Genes do not normally work alone—on solo missions. Rather, they interact in highly cooperative networks with a perturbation of one gene affecting the expression of other genes. It is this teamwork that is ultimately responsible for the well being of a cell. Now, researchers have put tumor cell genes in the context of their interdependence. In doing so, they have identified 12 distinct types of gene-pair interactions in which varying levels of expression in the two genes correlate with cancer patient survival.
The paper, “Beyond Synthetic Lethality: Charting the Landscape of Pairwise Gene Expression States Associated with Survival in Cancer,” was recently published in Cell Reports.
Previous investigations of gene interactions in the context of cancer focused primarily on synthetic lethality (SL). Now, a team from the University of Maryland and the National Cancer Institute generalize this notion to identify 12 distinct gene-pair interactions in which varying levels of expression in the two genes correlated with cancer patient survival.
These important gene-pair relationships are in addition to synthetic lethality and many of these new relationships were more abundant in the researchers’ data than synthetic lethality, which means they may offer many more potential targets for cancer therapy.
“Our work expands the potential scope of strategies, thus far restricted to synthetic lethality, by generalizing the concept of exploiting genetic interactions to include many other yet unexplored types of gene-pair relationships,” said the study’s senior author Sridhar Hannenhalli, PhD, a professor in the department of cell biology and molecular genetics at the University of Maryland. “We believe this lays the foundation for using a computational method for identifying and studying additional types of genetic interactions in the future.”
Researchers defined six interactions in which each gene in a pair could be expressed at a low, medium, or high level. They then considered that each of those combinations could be associated with a “positive” or “negative” outcome for patient survival. That brought the total number of potential gene-pair relationship types to 12. They analyzed data from 5,288 cancer tumors, representing 18 different cancer types.
Using a novel computational strategy, the researchers assessed all possible combinations of genes in their dataset—The Cancer Genome Atlas (TCGA.) Out of 163 million potential gene pairs, the researchers identified nearly 72,000 gene-pair interactions associated with a positive or negative patient survival. Of the genes involved in these interactions, a significant proportion are known to be involved in cell division and proliferation, which have clear links to cancer.
They define this more general concept of “survival-associated pairwise gene expression states” (SPAGEs) as gene pairs whose joint expression levels are associated with survival and describe their data-driven approach as SPAGE-finder. The authors write that the “detected SPAGEs explain cancer driver genes’ tissue specificity and differences in patients’ response to drugs and stratify breast cancer tumors into refined subtypes” and that these results “expand the scope of cancer SPAGEs and lay a conceptual basis for future studies of SPAGEs and their translational applications.”
According to Hannenhalli, “relying on specific cancer vulnerabilities, such as a particular mutated gene’s functional relationship with other genes, is potentially an effective approach to treating cancer.”

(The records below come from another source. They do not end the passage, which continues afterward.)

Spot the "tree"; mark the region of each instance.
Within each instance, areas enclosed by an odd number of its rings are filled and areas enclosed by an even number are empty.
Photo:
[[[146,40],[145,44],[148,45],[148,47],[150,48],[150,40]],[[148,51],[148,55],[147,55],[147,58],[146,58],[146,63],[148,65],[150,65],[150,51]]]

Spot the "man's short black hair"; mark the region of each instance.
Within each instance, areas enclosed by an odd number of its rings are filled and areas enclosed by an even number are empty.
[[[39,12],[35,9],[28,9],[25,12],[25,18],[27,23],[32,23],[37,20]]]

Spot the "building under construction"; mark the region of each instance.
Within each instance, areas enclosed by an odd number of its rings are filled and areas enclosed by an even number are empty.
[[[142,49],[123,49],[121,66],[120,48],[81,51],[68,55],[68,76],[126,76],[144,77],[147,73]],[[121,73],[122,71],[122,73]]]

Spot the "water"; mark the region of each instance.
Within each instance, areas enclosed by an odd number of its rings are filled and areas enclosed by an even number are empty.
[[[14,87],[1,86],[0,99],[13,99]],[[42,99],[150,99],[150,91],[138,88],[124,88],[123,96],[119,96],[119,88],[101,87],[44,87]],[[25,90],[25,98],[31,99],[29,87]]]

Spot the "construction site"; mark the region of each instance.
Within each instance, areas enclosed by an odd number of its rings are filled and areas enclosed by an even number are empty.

Hannenhalli asserts that identifying gene-pair relationships can help scientists understand why mutations in certain genes lead to cancer in one tissue but not another, because their interacting partners might be expressed differently in different types of tissue. Similarly, gene-pair relationships could explain why certain drugs are effective for one patient but not another. The relationships also might help researchers identify subtypes of certain cancers, such as breast cancer, which may help with prognosis and therapy.
Using their findings on gene-pair interactions, the researchers were able to better predict patient outcomes in their data on tumor gene expression, compared with conventional methods that use expression of individual genes alone.
Hannenhalli stressed that there is still much work to be done to identify which gene pairs actually have a direct impact on cancer patient survival. The next step, he said, is to collaborate with cancer biologists or clinicians to begin experimenting with therapies targeted at some of the gene pairs identified in this study.